Por: Diego Vertiz /@DiegoVertizM
Lima, Perú (Spacio Libre).- Hace unos días el Tribunal Constitucional (TC) determinó que no hubo crímenes de lesa humanidad en la matanza ocurrida en el desaparecido penal «El Frontón» durante el gobierno de Alan García Pérez donde murieron 133 internos.
Dicha determinación se tomó a raíz de no encontrarse indicios que prueben una gestión premeditada del gobierno de García para acabar con la vida de los internos amotinados en dicho centro penitenciario.
Al respecto, fuimos en busca de Elviro Aponte Collazos, padre de uno de los reos de dicho penal ejecutado en el motín de 1986. Don Elviro empezó mostrando su indignación con la determinación del Tribunal Constitucional (TC) con respecto a la matanza en «El Frontón».
«Considero que es una brutalidad por parte del Tribunal Constitucional (TC), como ellos son apristas han sacado esa opinión pública solo para blindar al criminal Alan García Pérez, el caso está en la Sala Penal Superior Nacional y está para empezar el juicio oral».
Juan Carlos Aponte Silva estaba recluido en dicho establecimiento penitenciario por terrorismo, don Elviro nos comentó que «A mi hijo lo apresaron en un micro en una batida, le consiguieron un carné del colegio Carlos Wiesse de Comas y por el simple hecho de estudiar en dicho colegio lo tildaron de terrorista».
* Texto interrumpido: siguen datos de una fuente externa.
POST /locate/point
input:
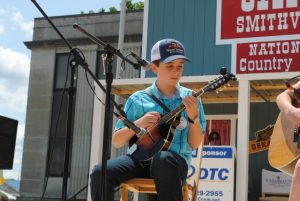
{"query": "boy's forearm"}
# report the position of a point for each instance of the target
(195, 135)
(122, 137)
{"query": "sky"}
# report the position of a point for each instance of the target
(16, 25)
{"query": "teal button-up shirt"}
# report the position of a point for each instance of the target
(140, 103)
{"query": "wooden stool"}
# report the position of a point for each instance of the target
(143, 185)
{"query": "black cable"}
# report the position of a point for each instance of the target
(55, 132)
(93, 90)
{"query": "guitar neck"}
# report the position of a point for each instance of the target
(179, 108)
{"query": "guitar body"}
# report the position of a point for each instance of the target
(153, 141)
(283, 152)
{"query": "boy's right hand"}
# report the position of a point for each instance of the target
(148, 120)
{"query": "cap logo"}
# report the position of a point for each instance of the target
(174, 48)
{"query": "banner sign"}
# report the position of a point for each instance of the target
(216, 173)
(257, 18)
(275, 182)
(268, 57)
(255, 146)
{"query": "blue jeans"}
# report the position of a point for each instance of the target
(167, 168)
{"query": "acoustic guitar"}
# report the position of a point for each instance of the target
(283, 151)
(151, 141)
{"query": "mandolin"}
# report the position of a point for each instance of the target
(283, 150)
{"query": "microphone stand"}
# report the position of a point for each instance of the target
(79, 60)
(111, 51)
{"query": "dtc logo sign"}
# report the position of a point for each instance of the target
(242, 19)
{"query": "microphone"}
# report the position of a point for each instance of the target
(143, 63)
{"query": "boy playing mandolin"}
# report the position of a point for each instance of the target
(168, 167)
(284, 102)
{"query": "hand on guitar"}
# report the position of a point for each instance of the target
(191, 105)
(148, 120)
(291, 110)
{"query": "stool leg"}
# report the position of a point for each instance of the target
(185, 193)
(124, 193)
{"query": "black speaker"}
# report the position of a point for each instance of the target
(8, 133)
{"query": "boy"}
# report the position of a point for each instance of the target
(168, 168)
(284, 102)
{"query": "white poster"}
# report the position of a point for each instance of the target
(216, 174)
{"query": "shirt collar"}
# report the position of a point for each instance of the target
(155, 91)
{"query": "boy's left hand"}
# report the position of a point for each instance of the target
(191, 105)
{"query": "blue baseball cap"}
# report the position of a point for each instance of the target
(167, 50)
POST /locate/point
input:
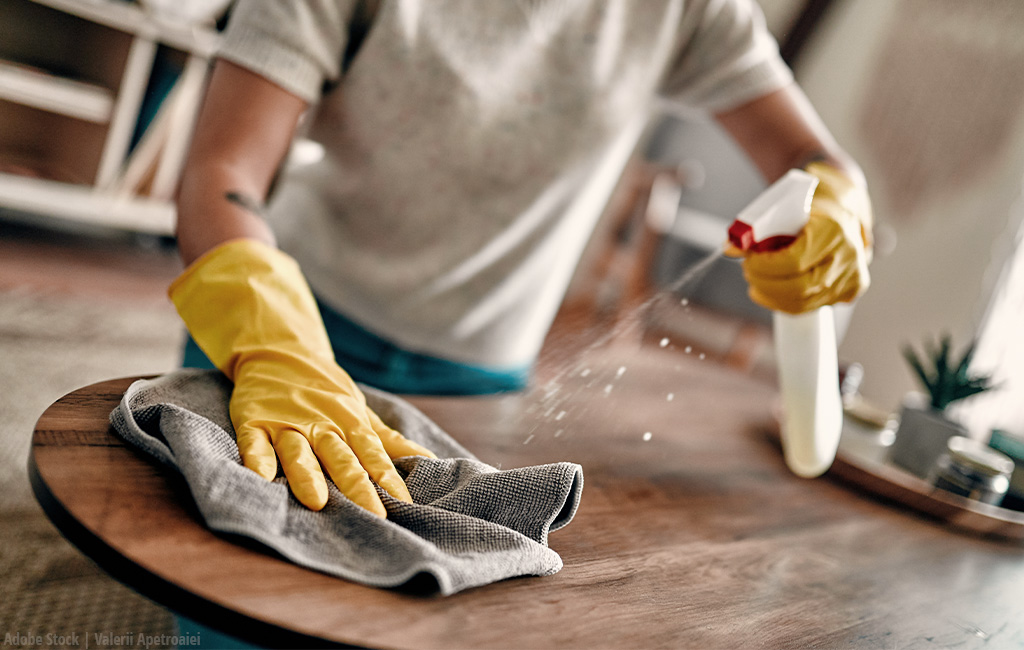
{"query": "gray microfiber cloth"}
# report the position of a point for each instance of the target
(470, 524)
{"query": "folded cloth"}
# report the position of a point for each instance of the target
(470, 524)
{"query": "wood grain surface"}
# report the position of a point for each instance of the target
(697, 537)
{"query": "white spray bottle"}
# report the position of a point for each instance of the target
(805, 344)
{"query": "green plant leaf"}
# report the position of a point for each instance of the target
(946, 381)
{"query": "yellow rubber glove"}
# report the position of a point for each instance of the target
(827, 262)
(249, 308)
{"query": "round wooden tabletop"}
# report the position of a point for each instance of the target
(690, 533)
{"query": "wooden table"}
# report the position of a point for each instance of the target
(695, 537)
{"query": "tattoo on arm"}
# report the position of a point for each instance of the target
(815, 157)
(247, 203)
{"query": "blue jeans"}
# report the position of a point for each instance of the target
(373, 360)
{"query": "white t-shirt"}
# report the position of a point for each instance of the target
(471, 145)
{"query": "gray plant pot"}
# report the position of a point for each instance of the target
(922, 437)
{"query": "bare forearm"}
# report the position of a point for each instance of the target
(781, 131)
(244, 133)
(211, 211)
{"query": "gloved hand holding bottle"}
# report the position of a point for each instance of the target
(827, 262)
(249, 308)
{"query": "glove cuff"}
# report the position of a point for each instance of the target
(837, 185)
(245, 296)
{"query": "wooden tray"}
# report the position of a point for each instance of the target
(891, 482)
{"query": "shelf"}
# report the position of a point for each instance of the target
(38, 89)
(197, 39)
(82, 203)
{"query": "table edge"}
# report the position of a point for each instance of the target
(145, 581)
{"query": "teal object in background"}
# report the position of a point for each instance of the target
(1013, 446)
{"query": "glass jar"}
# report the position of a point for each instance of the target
(974, 470)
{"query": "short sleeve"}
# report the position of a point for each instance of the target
(297, 44)
(726, 56)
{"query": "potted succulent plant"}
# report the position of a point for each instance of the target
(924, 425)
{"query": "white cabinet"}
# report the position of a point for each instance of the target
(74, 75)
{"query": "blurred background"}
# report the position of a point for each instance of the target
(97, 101)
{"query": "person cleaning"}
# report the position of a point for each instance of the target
(469, 148)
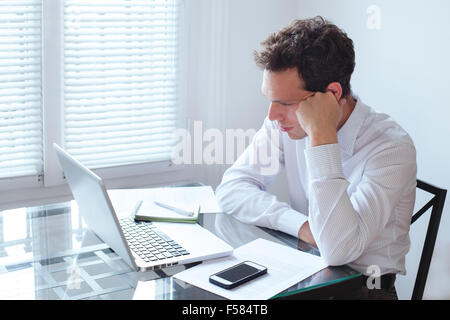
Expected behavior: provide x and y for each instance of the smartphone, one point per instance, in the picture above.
(237, 274)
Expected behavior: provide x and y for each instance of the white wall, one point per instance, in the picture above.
(402, 69)
(225, 84)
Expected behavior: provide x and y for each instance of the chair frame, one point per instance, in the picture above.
(437, 204)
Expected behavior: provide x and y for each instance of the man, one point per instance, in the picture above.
(351, 172)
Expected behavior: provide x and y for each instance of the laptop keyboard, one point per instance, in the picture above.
(149, 243)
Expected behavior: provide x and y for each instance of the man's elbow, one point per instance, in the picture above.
(340, 255)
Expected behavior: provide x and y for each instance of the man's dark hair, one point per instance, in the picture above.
(320, 50)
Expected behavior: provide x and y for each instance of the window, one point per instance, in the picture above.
(101, 78)
(120, 80)
(20, 88)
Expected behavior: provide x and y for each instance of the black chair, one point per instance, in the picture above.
(437, 205)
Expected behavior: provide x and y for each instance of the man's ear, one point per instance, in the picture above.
(336, 89)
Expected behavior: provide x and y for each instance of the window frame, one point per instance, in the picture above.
(50, 186)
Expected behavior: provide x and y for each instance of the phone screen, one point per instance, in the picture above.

«Ni bien enterados de que mi hijo estaba detenido, fuimos a la DIRCOTE donde me recibió el Oficial Cáceres. Él me planteó que mi hijo era un terrorista y me pidió quinientos dólares para recuperar a mi hijo, pero como soy humilde tuve que decirle que no tenía y él me respondió que era una pena pero que se iba recluido, mi hijo fue encerrado por dos años sin ninguna investigación ni sentencia alguna», comentó Don Elviro.
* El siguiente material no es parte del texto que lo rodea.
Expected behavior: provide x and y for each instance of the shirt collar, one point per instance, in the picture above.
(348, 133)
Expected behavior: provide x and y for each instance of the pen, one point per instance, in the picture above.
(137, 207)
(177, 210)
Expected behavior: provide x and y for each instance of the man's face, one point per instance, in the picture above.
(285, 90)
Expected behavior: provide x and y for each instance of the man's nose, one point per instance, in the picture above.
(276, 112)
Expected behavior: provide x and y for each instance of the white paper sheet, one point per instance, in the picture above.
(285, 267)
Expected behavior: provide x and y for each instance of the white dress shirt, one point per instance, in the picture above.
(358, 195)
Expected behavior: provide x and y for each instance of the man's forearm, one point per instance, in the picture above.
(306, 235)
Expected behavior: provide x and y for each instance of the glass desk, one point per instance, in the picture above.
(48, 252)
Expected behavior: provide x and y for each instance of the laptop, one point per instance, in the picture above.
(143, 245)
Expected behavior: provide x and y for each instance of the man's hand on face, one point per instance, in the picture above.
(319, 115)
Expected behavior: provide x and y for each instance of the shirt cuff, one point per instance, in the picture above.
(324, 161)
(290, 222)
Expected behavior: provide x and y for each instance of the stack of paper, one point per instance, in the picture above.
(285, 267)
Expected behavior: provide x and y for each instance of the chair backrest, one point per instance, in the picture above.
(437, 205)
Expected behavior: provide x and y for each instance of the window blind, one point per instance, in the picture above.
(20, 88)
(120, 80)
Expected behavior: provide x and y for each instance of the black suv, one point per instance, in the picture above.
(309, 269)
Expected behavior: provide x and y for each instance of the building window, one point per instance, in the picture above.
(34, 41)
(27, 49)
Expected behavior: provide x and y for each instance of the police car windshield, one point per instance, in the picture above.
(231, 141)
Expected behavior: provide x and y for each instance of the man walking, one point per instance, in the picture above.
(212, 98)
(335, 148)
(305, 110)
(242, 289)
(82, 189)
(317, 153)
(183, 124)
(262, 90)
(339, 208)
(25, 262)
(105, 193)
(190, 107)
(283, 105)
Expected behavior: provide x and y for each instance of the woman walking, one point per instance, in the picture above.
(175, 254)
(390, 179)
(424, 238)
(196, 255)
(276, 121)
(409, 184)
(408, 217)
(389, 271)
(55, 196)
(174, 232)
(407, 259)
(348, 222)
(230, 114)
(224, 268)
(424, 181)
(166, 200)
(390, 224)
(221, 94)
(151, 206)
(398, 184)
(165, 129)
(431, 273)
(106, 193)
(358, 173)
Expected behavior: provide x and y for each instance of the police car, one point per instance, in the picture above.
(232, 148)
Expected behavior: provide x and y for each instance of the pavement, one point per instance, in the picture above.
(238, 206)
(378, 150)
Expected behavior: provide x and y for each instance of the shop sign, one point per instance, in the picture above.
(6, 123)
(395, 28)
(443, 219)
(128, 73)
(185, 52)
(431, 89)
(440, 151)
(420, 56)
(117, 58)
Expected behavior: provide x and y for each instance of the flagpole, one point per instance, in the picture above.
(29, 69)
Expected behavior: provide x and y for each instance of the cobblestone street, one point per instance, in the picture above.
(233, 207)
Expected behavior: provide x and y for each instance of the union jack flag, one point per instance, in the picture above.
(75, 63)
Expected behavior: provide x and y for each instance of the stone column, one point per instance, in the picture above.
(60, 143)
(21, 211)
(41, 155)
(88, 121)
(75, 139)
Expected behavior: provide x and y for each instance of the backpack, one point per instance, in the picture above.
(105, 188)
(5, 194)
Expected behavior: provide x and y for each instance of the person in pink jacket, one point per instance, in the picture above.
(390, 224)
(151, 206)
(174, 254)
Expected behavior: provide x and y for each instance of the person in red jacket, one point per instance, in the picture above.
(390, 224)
Al producirse el motín en el Pabellón Azul, el gobierno le dio luz verde a la Marina de Guerra para que tomara el control de la isla. «Los reos ya se habían rendido y habían desistido de continuar con el amotinamiento, pero fueron ejecutados cruelmente por efectivos de la Infantería de Marina, ahí matarona mi hijo. Luego de la matanza, solo me devolvieron un hueso de mi hijo el cual está enterrado en el cementerio de Comas.», añadió Elviro Aponte.

El 5 de Enero del 2005 el Tribunal Constitucional declaró IMPROCEDENTE la petición de Hábeas Corpus presentado en el caso de Juan Carlos Aponte Silva. Don Elviro nos relató que «Según la Fiscalía Superior Penal el documento pasó a la Sala Superior Penal con toda la acusación en contra de los 33 marinos, pero en este documento no hay acusación contra Alan García, Giampietri y Mantilla los directos responsables de todo este caso, Alan García tiene poder político maneja todo el poder judicial, en todos lados están los apristas y ahora la prueba más contundente de ello la determinación del Tribunal Constitucional (TC), para ellos no existe la prueba de lesa humanidad pero en el expediente 125-2004 constituye que si hubo crimen de lesa humanidad».
Don Elviro nos comentó que lleva cerca de 28 años pidiendo justicia, asistiendo a la Sala Penal, al Poder Judicial pero no recibe respuesta alguna. «Este expediente fue emitido el tres de enero del dos mil tres y lo único que han hecho es dilatar el tiempo. Justamente han recusado al magistrado que fue nombrado para ver este caso».
«En este expediente, los medios probatorios se encuentran en la página 82, además, en la sesión del consejo de ministros del 18 y 19 de julio de 1986 felicitan a la fuerza armada de haber cumplido a cabalidad la consigna impartida por Alan García Perez como presidente de la república. Otra de las pruebas es que en este expediente hay testimonios de 34 sobrevivientes de aquella masacre», agregó Aponte Silva.
En dicho expediente el cual pudimos leer en la página 392, los 33 marinos implicados son acusados de homicidio calificado. Don Elviro Aponte culminó la entrevista exigiendo que se acabe la impunidad y que se esclarezca el caso.
«La culebra solo pica a los que no tienen zapatos, ese es el poder judicial, en nuestro país no hay justicia para los pobres, la justicia es solo para los ricos, los pobres no tenemos nada que ofrecerle al poder judicial para que nos atienda, no dejen en la impunidad este caso, porque este caso aún no acaba, lleguen hasta el final».